3. Steal Your Identity
Your spouse probably knows a lot about you, including your social security number and personal details that would make it easy to “borrow” your identity and open new accounts in your name. Over the years I’ve heard numerous stories of spouses who learned they were tens of thousands dollars in debt on accounts their husband or wife opened behind their back and then hid. One even managed to buy a home by getting a mortgage under her ex’s name without his knowledge!
4. Bring Your Business Down
Going into business with your spouse may seem like a grand adventure, and perhaps it will be. But if things don’t go well, you could end up with serious damage to your business, including your business credit. A spendthrift spouse could run up debts your business can’t afford to pay. Just like with personal credit, high levels of business debt or late payments can bring down your business credit scores. A divorce could force you to close the business or try to sell it, but if the business has poor cash flow or damaged credit that may be difficult, if not impossible.

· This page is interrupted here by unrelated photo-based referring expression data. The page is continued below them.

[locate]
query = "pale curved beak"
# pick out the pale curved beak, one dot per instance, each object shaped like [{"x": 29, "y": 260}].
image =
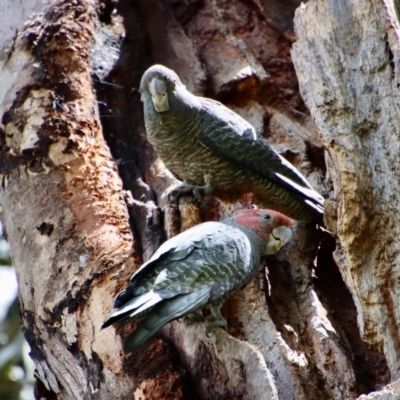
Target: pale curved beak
[
  {"x": 278, "y": 238},
  {"x": 159, "y": 95}
]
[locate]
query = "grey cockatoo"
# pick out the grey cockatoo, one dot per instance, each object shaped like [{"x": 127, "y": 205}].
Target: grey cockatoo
[
  {"x": 199, "y": 268},
  {"x": 212, "y": 149}
]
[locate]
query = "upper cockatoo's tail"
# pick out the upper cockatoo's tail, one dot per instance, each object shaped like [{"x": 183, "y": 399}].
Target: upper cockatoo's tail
[{"x": 213, "y": 149}]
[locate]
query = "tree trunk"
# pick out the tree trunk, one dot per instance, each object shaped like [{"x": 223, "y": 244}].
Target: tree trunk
[{"x": 321, "y": 320}]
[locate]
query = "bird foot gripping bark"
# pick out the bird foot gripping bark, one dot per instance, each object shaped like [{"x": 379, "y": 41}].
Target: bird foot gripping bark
[
  {"x": 216, "y": 319},
  {"x": 198, "y": 191},
  {"x": 193, "y": 318}
]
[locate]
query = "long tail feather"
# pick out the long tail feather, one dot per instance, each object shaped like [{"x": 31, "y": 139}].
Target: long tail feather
[
  {"x": 133, "y": 307},
  {"x": 166, "y": 312}
]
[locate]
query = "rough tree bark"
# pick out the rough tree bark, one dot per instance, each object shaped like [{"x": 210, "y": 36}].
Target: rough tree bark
[{"x": 322, "y": 323}]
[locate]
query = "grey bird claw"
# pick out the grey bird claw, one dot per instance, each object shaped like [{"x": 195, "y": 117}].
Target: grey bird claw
[{"x": 193, "y": 318}]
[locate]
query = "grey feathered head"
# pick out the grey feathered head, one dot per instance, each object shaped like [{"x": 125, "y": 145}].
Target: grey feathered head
[{"x": 157, "y": 81}]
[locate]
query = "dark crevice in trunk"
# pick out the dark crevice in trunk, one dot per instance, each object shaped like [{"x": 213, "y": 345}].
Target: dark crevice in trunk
[{"x": 370, "y": 366}]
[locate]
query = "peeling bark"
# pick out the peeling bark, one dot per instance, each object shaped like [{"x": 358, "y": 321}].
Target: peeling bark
[{"x": 84, "y": 197}]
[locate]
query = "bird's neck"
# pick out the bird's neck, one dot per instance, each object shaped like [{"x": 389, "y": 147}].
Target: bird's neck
[{"x": 256, "y": 242}]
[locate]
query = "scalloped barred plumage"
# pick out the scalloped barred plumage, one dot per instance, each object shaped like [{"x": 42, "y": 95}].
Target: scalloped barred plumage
[
  {"x": 197, "y": 268},
  {"x": 203, "y": 142}
]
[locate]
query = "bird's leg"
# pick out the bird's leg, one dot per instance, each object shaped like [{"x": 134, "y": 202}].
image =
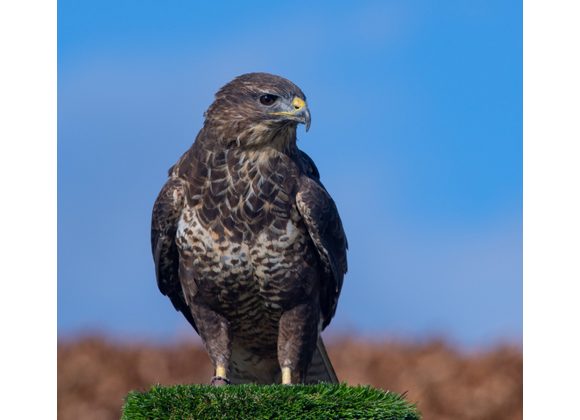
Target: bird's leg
[
  {"x": 298, "y": 332},
  {"x": 214, "y": 329}
]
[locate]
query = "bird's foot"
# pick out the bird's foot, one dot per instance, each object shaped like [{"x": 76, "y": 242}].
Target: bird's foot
[{"x": 219, "y": 381}]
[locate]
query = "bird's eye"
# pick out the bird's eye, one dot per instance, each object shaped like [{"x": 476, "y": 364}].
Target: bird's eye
[{"x": 268, "y": 99}]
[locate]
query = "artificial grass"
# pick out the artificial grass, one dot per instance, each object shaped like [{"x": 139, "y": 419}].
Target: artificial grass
[{"x": 322, "y": 401}]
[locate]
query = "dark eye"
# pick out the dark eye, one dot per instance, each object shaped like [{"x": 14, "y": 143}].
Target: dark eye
[{"x": 268, "y": 99}]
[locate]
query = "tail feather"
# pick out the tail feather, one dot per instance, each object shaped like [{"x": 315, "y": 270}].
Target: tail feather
[{"x": 320, "y": 369}]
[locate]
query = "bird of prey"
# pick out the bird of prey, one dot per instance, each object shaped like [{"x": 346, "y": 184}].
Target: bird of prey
[{"x": 247, "y": 242}]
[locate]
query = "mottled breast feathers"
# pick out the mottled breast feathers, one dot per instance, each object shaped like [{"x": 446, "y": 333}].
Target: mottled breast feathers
[{"x": 316, "y": 207}]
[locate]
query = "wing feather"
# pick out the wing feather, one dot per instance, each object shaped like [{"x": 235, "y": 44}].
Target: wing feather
[
  {"x": 325, "y": 228},
  {"x": 166, "y": 213}
]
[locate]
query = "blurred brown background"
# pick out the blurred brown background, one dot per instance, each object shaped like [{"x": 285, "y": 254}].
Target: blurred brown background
[{"x": 94, "y": 375}]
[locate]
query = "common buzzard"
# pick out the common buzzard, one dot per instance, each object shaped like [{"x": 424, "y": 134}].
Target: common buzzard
[{"x": 247, "y": 242}]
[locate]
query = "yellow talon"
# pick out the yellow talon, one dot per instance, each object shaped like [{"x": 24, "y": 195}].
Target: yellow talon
[
  {"x": 220, "y": 371},
  {"x": 286, "y": 376}
]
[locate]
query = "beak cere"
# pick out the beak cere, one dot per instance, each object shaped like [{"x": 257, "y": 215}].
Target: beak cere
[
  {"x": 298, "y": 103},
  {"x": 297, "y": 110},
  {"x": 301, "y": 111}
]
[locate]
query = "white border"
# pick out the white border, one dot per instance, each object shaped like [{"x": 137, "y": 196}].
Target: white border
[
  {"x": 28, "y": 209},
  {"x": 551, "y": 208}
]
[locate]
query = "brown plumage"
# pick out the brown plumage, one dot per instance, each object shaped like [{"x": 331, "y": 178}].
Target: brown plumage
[{"x": 247, "y": 242}]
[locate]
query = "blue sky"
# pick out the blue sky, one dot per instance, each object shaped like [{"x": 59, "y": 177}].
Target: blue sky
[{"x": 416, "y": 129}]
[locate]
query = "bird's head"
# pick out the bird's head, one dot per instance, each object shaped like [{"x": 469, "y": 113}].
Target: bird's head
[{"x": 258, "y": 109}]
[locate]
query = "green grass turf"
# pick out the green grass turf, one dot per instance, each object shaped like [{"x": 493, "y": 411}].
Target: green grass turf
[{"x": 322, "y": 401}]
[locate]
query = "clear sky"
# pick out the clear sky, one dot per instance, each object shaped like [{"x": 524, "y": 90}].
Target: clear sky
[{"x": 416, "y": 130}]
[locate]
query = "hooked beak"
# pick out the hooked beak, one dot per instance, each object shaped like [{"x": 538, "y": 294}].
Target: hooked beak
[{"x": 298, "y": 111}]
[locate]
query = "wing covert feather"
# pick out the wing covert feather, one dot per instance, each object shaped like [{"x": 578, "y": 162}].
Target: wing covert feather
[{"x": 325, "y": 228}]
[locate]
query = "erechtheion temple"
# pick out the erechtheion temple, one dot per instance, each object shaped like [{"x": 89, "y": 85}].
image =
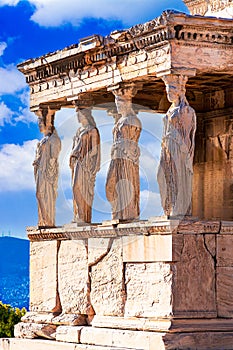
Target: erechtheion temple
[{"x": 126, "y": 283}]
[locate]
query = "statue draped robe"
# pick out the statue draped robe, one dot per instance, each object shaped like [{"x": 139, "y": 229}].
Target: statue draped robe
[
  {"x": 122, "y": 185},
  {"x": 85, "y": 163},
  {"x": 175, "y": 170},
  {"x": 46, "y": 178}
]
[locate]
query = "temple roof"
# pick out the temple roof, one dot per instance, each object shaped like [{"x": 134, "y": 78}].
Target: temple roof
[{"x": 218, "y": 8}]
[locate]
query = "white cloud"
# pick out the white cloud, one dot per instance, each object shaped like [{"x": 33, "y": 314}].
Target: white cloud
[
  {"x": 57, "y": 12},
  {"x": 5, "y": 114},
  {"x": 11, "y": 80},
  {"x": 16, "y": 171},
  {"x": 3, "y": 46},
  {"x": 9, "y": 2},
  {"x": 25, "y": 116}
]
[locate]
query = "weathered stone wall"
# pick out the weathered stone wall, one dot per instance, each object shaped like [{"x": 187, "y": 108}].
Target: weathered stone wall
[
  {"x": 213, "y": 168},
  {"x": 166, "y": 283},
  {"x": 186, "y": 274}
]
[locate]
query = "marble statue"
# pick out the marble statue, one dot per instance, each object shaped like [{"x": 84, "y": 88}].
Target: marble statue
[
  {"x": 122, "y": 184},
  {"x": 84, "y": 164},
  {"x": 46, "y": 168},
  {"x": 175, "y": 170}
]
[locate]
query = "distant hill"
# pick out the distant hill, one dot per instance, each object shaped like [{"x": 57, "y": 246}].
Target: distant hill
[{"x": 14, "y": 271}]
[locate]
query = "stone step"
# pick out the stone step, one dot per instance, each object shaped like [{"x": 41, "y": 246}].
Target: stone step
[{"x": 39, "y": 344}]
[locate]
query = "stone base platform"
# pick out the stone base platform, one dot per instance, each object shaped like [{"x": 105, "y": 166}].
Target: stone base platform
[
  {"x": 146, "y": 285},
  {"x": 203, "y": 334}
]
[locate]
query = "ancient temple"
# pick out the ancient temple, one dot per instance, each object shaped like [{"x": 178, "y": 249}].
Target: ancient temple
[{"x": 161, "y": 283}]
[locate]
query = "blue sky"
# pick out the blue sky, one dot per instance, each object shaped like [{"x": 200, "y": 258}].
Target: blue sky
[{"x": 31, "y": 28}]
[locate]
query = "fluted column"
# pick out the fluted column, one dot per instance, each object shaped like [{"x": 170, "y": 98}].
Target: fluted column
[
  {"x": 175, "y": 171},
  {"x": 122, "y": 185}
]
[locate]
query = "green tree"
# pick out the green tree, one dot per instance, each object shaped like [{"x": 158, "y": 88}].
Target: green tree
[{"x": 9, "y": 316}]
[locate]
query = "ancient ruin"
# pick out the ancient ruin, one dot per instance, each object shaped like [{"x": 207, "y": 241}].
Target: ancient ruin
[{"x": 161, "y": 283}]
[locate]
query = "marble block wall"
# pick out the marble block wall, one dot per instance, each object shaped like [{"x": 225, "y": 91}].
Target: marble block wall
[{"x": 185, "y": 274}]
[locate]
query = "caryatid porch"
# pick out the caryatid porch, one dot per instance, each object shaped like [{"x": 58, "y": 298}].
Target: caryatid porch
[{"x": 162, "y": 284}]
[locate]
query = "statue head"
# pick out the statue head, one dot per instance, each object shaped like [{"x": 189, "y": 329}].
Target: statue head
[{"x": 175, "y": 87}]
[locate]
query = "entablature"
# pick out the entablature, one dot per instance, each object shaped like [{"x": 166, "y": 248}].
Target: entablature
[{"x": 172, "y": 42}]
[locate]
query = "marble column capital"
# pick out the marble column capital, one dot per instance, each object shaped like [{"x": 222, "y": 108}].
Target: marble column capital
[{"x": 84, "y": 101}]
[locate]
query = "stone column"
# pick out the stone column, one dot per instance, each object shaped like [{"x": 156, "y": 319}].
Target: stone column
[
  {"x": 84, "y": 160},
  {"x": 46, "y": 167},
  {"x": 122, "y": 185},
  {"x": 175, "y": 171}
]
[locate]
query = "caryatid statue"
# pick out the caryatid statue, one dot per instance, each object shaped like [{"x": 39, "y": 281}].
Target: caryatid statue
[
  {"x": 46, "y": 168},
  {"x": 122, "y": 185},
  {"x": 175, "y": 170},
  {"x": 84, "y": 164}
]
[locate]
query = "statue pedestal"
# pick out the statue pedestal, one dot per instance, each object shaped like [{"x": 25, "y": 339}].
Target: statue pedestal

One of the simplest things you can do to help protect yourself is to monitor your credit on a regular basis. There are more than 150 places where you can get your personal credit scores for free so there’s no reason you can’t stay on top of it. If you’re a business owner, you’ll also need to monitor your business credit reports and scores. You can check your business credit free with Nav. If you suspect your spouse’s spending habits are going to create problems for you, then you may want to avoid opening joint account, co-signing, or adding him or her to your credit cards as an authorized user. You may also want to freeze your credit report or at least placed fraud alerts so that you are notified if he or she tries to open an account using your personal information. You can’t freeze your business credit, however, so monitoring it is critical.